おそらく出会いは京都で過ごした大学時代。今出川だか出町柳の古本屋か喫茶店、学生のたまり場に飾ってあった何気ないパリの風景。エロいこと以外に興味はない当時、美術や絵画に興味をもったこともなかったにも関わらず、見た瞬間に惹かれた。街角の細かい文字がでびっしり埋められた広告。《ガス灯と広告》という作品名と佐伯祐三の名前を初めて知ったのは、その時だったと思う。麻雀とエロスとバイオレンスの毎日(嘘)の中でほんの少し、印象に残った作品だった。

さて、時は流れて現在。エロいことも散々やり尽くしたし、年相応に落ち着くように見せなきゃいけないし、美術展でも見て回るか、佐伯祐三との再会である。

この美術展の副題。”自画像としての風景”。図録の解説に彼の親友山田新一の言葉が紹介されている。

「佐伯の絵はどんな構図を描こうと乾いて鋭く尖った彼自身の痛々しいほどの透明さを感じさせる」

彼の描く画そのものが彼を表現する彼自身の自画像である。そして彼をもっともよく表しているものが風景。それは彼の風景画に惹かれた理由と重なるものがあった。

さて佐伯祐三。知らない人もいるかもしれないが、日本の洋画史に残る天才であることは疑いようがない。自画像や残された写真からは相当のイケメンだとわかる(←重要)。1923年に東京美術学校を卒業し、1928年に30歳の若さで亡くなるまで画家として活躍した期間は約6年。まさに早逝の天才画家。

そして彼を語る上で欠かせないエピソードが野獣派のブラマンクとの出会いである。

美術学校を卒業しパリに渡った祐三は野獣派の巨匠ブラマンクを訪れ、自信作の裸婦像を彼に見せる。しかし、それを見たブラマンクは激昂し「このアカデミックめ!」と祐三を激しく痛罵する。教科書通りで個性のない祐三の絵はブラマンクにとって芸術への冒涜と写ったのかもしれない。この出来事にショックを受けた祐三はこれまでの自分の打ち壊し、自分自身の絵を模索していくことになる。

ブラマンク《シャトーのセーヌ河》

野獣派。
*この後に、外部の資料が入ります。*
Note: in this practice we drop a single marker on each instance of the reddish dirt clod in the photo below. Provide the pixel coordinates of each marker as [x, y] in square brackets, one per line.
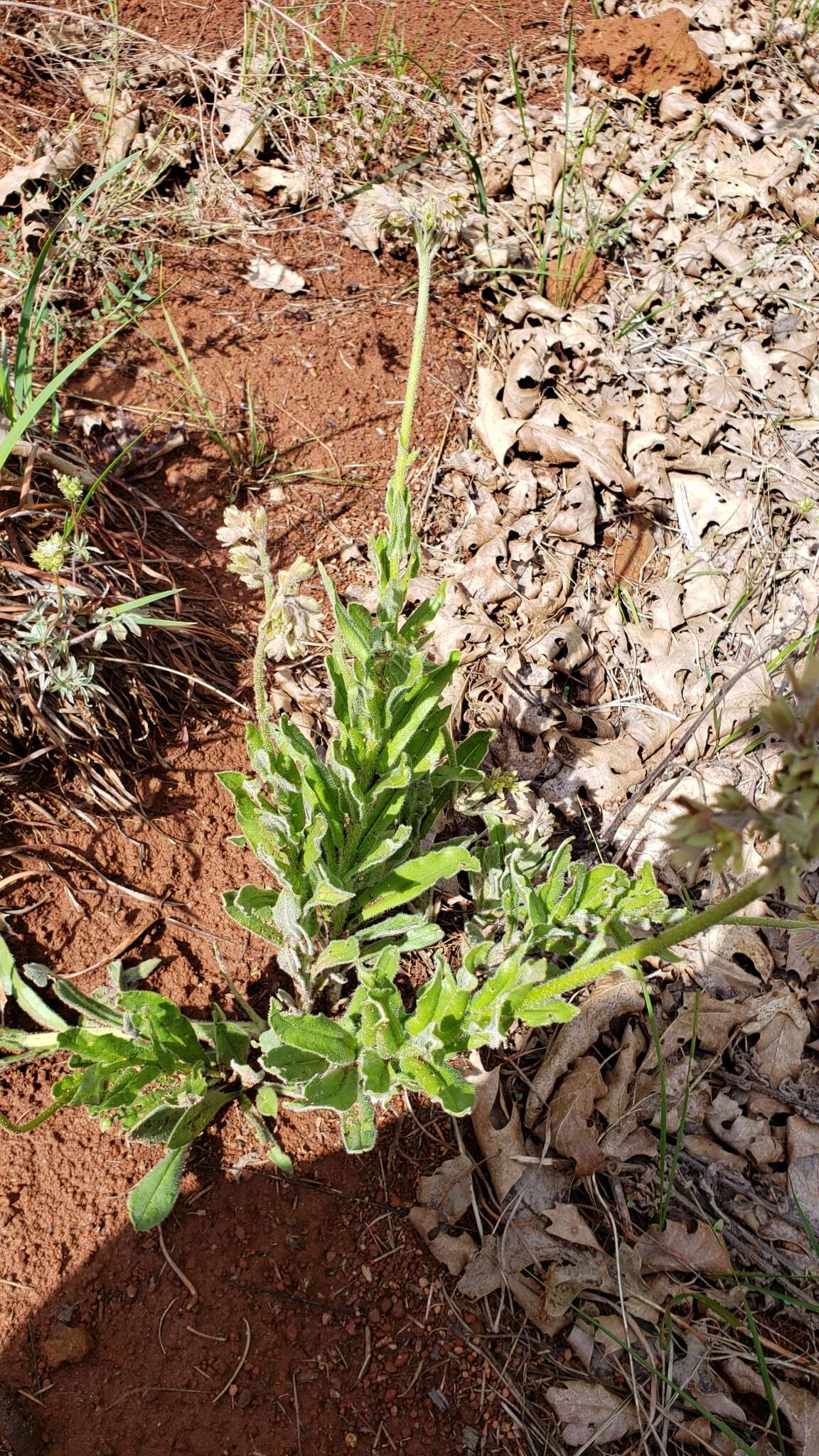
[648, 54]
光の加減で変化する上辺の色彩ではなく対象が持つ固有の色彩を表現しようとする。原色を使用した強烈な色彩が特徴。

この美術展では美術学校時代から彼の死の直前までの作品が網羅されており、ブラマンクとの出会い以降の変化も実際に見て感じることができる。彼の短い画家人生の中で画風は目まぐるしく変化していく。さながら彼が自分の絵を模索する姿を追体験するかのように。

佐伯祐三《ガス灯と広告》
佐伯祐三《コルドヌイ》

ブラマンクとのエピソードのその後がこの美術展では少し紹介されていた。祐三はその後もブラマンクのもとを何度か訪れ、後に彼は祐三の作品を「構図は凡庸だが色彩は非凡なものがある。」と評価している。ブラマンクに怒られたことだけが有名になった祐三だが、最終的にはブラマンクにも少なからず認められたことはもっと知られてもいいと思う。

コーヒー飲みながら図録で展示を振り返る時間はまさに至福の時。絵画と釣りとEDに一緒に向き合ってくれる嫁募集。